I lose my heart to NYC, walking in her streets, the first night, within the first hour that I am here. I want to tear into the soul of her, eat into the core of this city, bury my self into this great glittering beast. I want to walk her streets and wear her smoke and shadows like a second skin. Shall I reduce my adventures down alleyways and along sharp turns and on boats and in cabs to pithy one-liners, sentences that will never wholly do this city the justice she rightly deserves?
Big sights in the big city
I visit all the tourist sights – the Rockefeller Centre, with its huge tree and angels out front; the Empire State, wreathed in season colours; down the bright lights and bustle of the shrines of consumerism on Fifth Avenue; the neon colours of Times Square; past the skating rink at Bryant Park; into the warren of subways I keep erroneously calling the “tube”; ramble loose and lost in Central Park’s wintry aloofness; down to Wall Street and South St Seaport; across Brooklyn Bridge; join the crowds gawping at Ground Zero; linger at MoMA and the Met; catch the ferry to Liberty Island to pay my respects to The Lady; explore Chinatown, Nolita, Tribeca, SoHo and Greenwich on unknowing feet. I do all this, but it is the moments that come back vivid and alive to me; moments that have nothing to do with anything as tawdry as sights and everything to do with the pulsing, dancing beat that is the heart, the essence and soul of New York City.
It’s sitting on a park bench watching hippies, tourists, children and parents and old men who take off their hats at Strawberry Fields; who lay roses gently on the mosaic plaque with “Imagine” spelled out in black and white. It’s a city wet with rain, roads slick with reflections, with anticipation, tense and quivering and slippery like unvoiced dreams. Look up, face the sky and the falling drops, watch as New York lights up for you, and me – lights up her skyline for us all, each distinctive shape recognisable against the taste of smog and smoke on my lips; the Empire State, the Chrysler, my favourite!
New Yorker by nature
I sip cocktails in a lowlit, highroofed bar; there is a giant buddha and golden carp swimming in pools by my feet and on raised platforms. Its 2am and we’re eating dinner, having just come from the theatre – or as New Yorkers call it – a show on Broadway. We’d made dinner reservations for midnight, and accepted it as entirely the usual to be doing so. There is a 24 hour diner around the corner from the apartment; I eat there a couple of times. There is comfort in the lino counter, the leather cracked seats, the comfortable, homely booths.

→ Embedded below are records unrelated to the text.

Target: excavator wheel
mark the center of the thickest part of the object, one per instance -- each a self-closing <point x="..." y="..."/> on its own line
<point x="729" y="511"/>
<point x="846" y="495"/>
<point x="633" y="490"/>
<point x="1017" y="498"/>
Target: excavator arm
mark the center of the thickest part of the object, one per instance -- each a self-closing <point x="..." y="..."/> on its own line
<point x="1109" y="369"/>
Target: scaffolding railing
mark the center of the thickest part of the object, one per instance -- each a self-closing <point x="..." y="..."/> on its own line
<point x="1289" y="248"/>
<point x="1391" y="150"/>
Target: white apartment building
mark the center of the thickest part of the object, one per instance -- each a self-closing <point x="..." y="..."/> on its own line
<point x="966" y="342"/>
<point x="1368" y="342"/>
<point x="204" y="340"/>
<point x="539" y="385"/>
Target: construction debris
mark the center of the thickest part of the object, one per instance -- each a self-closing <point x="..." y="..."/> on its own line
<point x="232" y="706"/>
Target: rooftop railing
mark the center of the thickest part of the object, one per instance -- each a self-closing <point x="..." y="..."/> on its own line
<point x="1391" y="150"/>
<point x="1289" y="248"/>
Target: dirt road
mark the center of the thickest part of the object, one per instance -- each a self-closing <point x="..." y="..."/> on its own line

There is some measure of familiarity afforded in the burgers and cheese fries and milkshakes we order – what else, if not this, is America and American ideas composed of?

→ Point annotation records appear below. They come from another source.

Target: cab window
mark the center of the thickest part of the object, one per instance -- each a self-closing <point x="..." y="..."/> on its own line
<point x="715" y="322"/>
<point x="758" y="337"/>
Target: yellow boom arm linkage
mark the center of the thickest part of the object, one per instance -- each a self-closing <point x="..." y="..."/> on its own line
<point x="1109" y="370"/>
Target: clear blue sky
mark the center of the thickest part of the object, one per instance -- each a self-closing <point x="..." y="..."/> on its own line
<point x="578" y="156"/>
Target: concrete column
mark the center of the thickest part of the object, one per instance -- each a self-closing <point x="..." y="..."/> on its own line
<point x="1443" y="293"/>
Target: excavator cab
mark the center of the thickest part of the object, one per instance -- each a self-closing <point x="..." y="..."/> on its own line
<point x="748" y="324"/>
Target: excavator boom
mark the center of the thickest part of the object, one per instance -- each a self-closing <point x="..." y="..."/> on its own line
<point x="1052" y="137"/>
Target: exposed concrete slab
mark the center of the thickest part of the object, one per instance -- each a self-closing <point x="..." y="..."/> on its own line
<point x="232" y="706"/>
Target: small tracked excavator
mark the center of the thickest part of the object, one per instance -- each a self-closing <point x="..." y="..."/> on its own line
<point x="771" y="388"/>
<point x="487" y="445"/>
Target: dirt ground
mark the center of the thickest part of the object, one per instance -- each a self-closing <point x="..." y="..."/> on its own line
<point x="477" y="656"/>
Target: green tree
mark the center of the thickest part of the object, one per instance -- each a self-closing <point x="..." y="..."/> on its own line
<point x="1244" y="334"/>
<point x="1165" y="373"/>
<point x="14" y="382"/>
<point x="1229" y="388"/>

I ask for the bill, realise I am unintelligible, change my way of speaking, pick up words like check cell sidewalk fantastic and kaw-fee. I buy eggnog latte from Starbucks on an almost daily basis, because New York cafes have the worst coffees I have ever had the honour of tasting. I stand in line for the ferry to see the Statue of Liberty and eat bagels smothered in cream cheese on the run. I tip badly – either too much, or too little. Every corner I turn, every street I walk; there is a tableau, an emotion, an all-too-human drama being played out, a memory, a word association, a glitz, a glamour. New York City is vibrant and throbbing and alive with possibility.
I catch up with old friends in a new city – I have not seen some of these friends of mine for months and it feels good, it feels like a homecoming, to be able to catch up with them all again. I eat “dirty water hot dogs” from dirty water hot dog stands, discover the joy of caramel coated popcorn Cracker Jacks, forget about American portion sizes when ordering, fine dine on oyster, salmon, and guilty desserts in slinky restaurants. I walk home in the cold, crisp night air hardly believing I am threading the streets of New York.
I drink with friends of a friend; we are in a shabby, red velvet-lined underground lounge. The chairs are a mishmash of wooden fall-aparts, misappropriate fold up theatre sits, a gilded, threadbare Louis XVI reproduction, couches lined with beaded cushions. The lampshades hang heavily adorned with crystals that refract the candlelight. There is the slight scent of mildew, of careworn carpets and old cigarettes and smoky jazz notes and incense. The conversation clinks and crashes like new golden coins in a glass bottle – “welcome to the family” they say as I laugh with them, as we share new-old stories, new-old hopes and history. There is that frisson that comes from meeting newness head on; suddenly the paths converge and collide; suddenly there are new worlds to be explored, new words, new heads and hearts from new friends.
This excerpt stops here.